Il Gattopardo di Casapesenna




Casapesenna (CE)
Scorcio di via Mascagni - Covo di Michele Zagaria

Il racconto, seppur in forma romanzata e con non pochi spunti di pura fantasia, cerca di disegnare il profilo del boss casalese Michele Zagaria, tratteggiandone il profilo che lo portò da semplice gregario a capo indiscusso. (Foto Ansa)



Sono passati anni, dietro i suoi occhiali opachi e i capelli ingrigiti di pensieri.
Annega la fronte in salmastre preoccupazioni, si piega nella bocca della botola e scivola come un’ombra sulle scale arrugginite sino a precipitare nella silenziosa stanza.
È il suo bunker, dove si consuma nella polvere lo scettro di capo della camorra.
Non che si senta il capo, ma così lo chiamano i giornalisti e finisce per crederlo anche lui… Soprattutto, ci credono i picciotti e la gente che lo incontra baciandogli la mano come se fosse un vescovo.
“peppiniell’” urla al citofono “song arrivat’, inserr a port’”.
Sopra la botola scorre silenzioso un piano. Michele è isolato dal mondo, chiuso nel suo Inferno privato. È sotto terra, un tauto comodo ma che non toglie tra i denti il sapore afro di esilio.
Alcune volte pensa con rammarico al suo destino di minatore.
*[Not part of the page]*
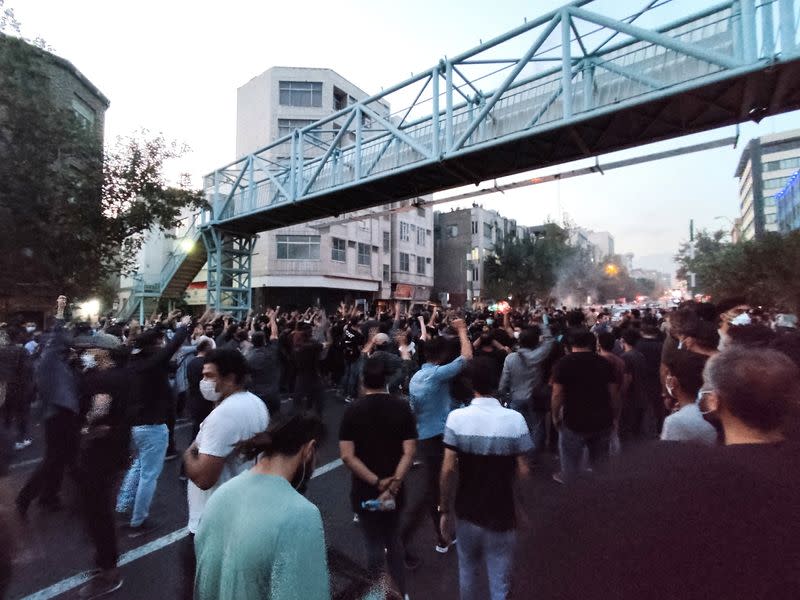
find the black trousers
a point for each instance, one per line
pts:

Di animale dei cunicoli.
Un sorcio.
“surice”.
Guarda i suoi monitor.
Può osservare il perimetro della sua casa, le vie adiacenti, finanche la piazza…
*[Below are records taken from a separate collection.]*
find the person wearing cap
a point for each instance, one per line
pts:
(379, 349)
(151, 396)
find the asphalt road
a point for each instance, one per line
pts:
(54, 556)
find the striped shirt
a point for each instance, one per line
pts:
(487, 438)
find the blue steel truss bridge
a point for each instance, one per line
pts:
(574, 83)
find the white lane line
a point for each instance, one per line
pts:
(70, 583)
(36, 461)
Guarda i volti noti e quelli stranieri, i profili di contadini e quelli di sbirri…
Gli sbirri, ce l’hanno scritta in faccia la sbirritudine, quella sveltezza d’occhi che non hanno ucciso, quella voglia di trovare anche quando non cerchi, quel sospetto che s’effonde come miasmo in ogni vicolo frequentato.
Poi li vede come ombre attaccati alle mura, quando di notte ti cercano e se ne vanno sfatti, senza radici, delusi ma senza rabbia, satolli del sacrificio fatto, del lavoro assolto come fosse una preghiera…
Sono così gli sbirri, vecchi e giovani…
I camorristi no… Sono contingenti come un colpo di pistola, sono l’erba selvaggia che si nutre dei sedimi originali e disordinati della terra, ancora non sottomessi dall’aratro, pronti a divorare chiunque si metta sul proprio solco…
Perché per loro ogni attimo è sopravvivenza…
Li vedi nevrotici, occhiate furtive e velenose, promesse di bombe o di morte…
In queste vie strette e affollate, non c’è mai posto per tutti….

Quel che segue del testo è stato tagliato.